Beyond that, if you had a large enough database, you could derive other things. If someone buys a lot of Gatorade or other sports drinks, it is more likely they are males age 14-30. Buying mineral water would be associated with other personality traits. Buying a lot of herbal remedies would be associated with other traits. The amount of information obtainable just from a large collection of your grocery receipts would probably surprise you.

Start combining sources of information together and the possibilities increase even more. While it is not possible to build a 100% accurate model of a person, a lot of privacy-sensitive information exists in data that could only be discovered by combing through a lot of data. This is exactly the sort of thing the government was proposing with its Total Information Awareness program.

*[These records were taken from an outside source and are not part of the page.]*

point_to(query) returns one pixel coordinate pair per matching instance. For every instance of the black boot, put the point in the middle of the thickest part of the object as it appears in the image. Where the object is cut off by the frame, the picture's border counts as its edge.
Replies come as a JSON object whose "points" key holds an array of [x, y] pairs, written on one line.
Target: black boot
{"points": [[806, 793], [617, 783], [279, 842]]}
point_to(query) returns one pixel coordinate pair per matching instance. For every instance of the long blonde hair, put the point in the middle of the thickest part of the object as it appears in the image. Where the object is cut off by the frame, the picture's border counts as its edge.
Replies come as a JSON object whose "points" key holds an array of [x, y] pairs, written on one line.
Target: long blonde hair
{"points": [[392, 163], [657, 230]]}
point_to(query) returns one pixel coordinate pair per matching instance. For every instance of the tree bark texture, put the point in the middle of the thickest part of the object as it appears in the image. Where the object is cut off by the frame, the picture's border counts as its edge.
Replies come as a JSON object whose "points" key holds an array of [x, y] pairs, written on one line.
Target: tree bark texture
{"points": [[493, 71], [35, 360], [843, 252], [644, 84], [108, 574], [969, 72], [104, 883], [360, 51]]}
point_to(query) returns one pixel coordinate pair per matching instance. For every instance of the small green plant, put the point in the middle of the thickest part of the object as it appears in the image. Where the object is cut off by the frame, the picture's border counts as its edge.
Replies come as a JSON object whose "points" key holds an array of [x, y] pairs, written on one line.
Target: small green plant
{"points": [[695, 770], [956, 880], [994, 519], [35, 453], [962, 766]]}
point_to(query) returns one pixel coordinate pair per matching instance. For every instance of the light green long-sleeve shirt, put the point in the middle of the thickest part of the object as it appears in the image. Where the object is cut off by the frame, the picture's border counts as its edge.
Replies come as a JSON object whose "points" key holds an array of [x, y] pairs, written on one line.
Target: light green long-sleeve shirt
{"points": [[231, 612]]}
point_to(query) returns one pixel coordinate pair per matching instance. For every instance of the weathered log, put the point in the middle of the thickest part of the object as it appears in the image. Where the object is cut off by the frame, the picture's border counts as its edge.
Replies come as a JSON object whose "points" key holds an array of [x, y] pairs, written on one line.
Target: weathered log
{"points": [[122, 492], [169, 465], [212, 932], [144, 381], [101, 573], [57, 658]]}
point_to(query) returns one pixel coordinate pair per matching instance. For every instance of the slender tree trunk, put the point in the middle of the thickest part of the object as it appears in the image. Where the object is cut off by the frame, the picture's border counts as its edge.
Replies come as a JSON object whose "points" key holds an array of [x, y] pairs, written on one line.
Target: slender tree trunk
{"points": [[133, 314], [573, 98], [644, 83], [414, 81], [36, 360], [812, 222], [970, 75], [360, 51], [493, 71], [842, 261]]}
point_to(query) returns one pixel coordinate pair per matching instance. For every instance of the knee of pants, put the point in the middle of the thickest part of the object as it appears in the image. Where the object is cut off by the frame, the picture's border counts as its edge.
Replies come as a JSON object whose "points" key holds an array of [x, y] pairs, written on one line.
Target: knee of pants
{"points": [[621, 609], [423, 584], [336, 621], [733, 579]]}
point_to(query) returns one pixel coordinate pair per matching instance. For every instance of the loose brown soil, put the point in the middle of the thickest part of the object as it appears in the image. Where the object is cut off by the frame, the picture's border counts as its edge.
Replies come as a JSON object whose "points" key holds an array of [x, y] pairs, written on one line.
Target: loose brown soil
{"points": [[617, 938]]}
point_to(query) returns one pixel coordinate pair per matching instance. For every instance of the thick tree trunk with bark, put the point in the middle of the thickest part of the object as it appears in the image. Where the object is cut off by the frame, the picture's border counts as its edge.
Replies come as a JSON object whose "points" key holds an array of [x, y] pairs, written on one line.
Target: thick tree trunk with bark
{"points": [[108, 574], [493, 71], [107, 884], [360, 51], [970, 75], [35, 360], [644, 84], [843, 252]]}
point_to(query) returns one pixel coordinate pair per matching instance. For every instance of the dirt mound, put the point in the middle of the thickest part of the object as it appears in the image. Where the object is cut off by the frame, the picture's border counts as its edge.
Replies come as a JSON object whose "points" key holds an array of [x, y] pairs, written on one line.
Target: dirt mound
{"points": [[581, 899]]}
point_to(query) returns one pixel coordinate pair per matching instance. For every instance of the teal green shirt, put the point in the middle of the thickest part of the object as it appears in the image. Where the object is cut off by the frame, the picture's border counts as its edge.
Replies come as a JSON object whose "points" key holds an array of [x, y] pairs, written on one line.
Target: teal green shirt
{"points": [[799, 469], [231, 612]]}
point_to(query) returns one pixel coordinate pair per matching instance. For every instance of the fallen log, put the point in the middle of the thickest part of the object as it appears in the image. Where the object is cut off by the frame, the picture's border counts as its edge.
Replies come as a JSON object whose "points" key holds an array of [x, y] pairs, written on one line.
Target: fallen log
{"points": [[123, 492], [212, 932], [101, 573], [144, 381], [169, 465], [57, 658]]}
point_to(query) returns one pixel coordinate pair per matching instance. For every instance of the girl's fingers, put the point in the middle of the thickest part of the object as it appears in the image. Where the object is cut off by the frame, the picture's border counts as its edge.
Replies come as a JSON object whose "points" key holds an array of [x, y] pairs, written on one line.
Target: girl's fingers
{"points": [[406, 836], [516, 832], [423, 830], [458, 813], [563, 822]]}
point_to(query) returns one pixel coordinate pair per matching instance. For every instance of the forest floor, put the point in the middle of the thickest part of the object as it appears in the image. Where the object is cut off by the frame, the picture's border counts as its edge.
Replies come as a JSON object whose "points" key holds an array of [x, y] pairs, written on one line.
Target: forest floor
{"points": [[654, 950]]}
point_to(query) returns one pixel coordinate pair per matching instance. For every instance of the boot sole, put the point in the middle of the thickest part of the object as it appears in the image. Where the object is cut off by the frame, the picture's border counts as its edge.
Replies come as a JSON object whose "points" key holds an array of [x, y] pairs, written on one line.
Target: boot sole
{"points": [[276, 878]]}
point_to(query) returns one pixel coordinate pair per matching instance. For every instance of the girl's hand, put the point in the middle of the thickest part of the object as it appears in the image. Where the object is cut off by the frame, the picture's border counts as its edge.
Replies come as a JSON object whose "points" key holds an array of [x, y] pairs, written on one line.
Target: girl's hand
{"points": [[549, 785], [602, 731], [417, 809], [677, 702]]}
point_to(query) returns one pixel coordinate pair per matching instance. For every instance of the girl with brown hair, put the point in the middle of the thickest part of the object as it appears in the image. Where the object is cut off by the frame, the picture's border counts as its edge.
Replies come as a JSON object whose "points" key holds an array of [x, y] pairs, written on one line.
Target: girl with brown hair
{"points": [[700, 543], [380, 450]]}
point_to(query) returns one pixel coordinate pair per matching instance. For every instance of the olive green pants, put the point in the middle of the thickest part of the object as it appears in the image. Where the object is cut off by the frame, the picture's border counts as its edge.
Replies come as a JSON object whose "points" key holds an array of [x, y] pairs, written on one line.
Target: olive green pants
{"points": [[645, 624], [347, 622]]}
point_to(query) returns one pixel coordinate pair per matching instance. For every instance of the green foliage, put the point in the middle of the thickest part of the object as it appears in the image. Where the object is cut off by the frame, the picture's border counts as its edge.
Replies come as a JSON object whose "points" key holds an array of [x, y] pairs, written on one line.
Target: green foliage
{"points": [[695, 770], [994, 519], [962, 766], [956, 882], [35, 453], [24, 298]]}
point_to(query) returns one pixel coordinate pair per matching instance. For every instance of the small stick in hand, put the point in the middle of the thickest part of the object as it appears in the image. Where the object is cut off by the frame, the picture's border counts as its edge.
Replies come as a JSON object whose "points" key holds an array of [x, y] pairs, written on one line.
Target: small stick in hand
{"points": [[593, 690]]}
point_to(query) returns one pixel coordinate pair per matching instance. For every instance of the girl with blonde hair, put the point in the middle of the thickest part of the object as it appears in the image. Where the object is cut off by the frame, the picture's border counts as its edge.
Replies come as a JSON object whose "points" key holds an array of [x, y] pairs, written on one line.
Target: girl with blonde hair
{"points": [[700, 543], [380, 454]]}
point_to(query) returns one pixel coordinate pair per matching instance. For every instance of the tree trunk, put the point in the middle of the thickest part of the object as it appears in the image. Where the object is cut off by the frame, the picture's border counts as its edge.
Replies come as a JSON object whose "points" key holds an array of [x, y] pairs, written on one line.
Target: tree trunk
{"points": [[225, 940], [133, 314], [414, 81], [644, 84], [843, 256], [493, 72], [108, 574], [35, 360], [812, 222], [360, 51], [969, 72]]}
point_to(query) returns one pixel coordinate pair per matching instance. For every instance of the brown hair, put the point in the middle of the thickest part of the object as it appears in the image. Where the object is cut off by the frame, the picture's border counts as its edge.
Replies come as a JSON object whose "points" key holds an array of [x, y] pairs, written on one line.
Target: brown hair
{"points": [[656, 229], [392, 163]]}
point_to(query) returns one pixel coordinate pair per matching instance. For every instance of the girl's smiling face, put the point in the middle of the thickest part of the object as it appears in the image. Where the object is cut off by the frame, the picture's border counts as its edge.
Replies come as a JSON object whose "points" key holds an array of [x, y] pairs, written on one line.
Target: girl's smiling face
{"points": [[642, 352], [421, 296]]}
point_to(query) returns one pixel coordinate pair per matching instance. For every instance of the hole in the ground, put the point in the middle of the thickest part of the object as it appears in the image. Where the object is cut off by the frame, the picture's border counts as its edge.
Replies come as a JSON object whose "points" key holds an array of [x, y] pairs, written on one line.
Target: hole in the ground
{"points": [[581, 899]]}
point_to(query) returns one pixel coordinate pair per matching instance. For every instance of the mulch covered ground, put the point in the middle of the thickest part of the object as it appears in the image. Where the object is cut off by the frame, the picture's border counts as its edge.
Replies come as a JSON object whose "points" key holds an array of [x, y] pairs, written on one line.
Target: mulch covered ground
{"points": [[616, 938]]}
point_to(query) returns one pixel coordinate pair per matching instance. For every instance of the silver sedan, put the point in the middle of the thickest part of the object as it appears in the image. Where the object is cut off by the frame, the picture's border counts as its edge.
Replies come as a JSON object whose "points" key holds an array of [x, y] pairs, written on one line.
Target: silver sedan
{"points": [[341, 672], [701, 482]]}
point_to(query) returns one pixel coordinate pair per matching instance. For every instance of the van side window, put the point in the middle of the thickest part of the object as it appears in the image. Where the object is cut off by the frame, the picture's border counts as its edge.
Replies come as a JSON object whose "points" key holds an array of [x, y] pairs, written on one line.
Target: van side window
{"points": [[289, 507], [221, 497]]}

This suggests another practical avenue for controlling privacy violations, which is enacting restrictions on who can combine what data. Exactly what restrictions would be in place is a matter for specific law, but I would suggest that licensing people who can access this sort of information would be a fine idea. The privacy value of even such mundane data as how much Gatorade I buy increases as it is combined with other data, and that should affect how we perceive the ethics of such actions. This is another sort of thing where sufficient changes in quantity becomes a change in quality; adding two pieces of data together is probably harmless, adding millions very intrusive, and while there is no obvious, firm line we can draw where the transition occurs, a transition occurs nonetheless.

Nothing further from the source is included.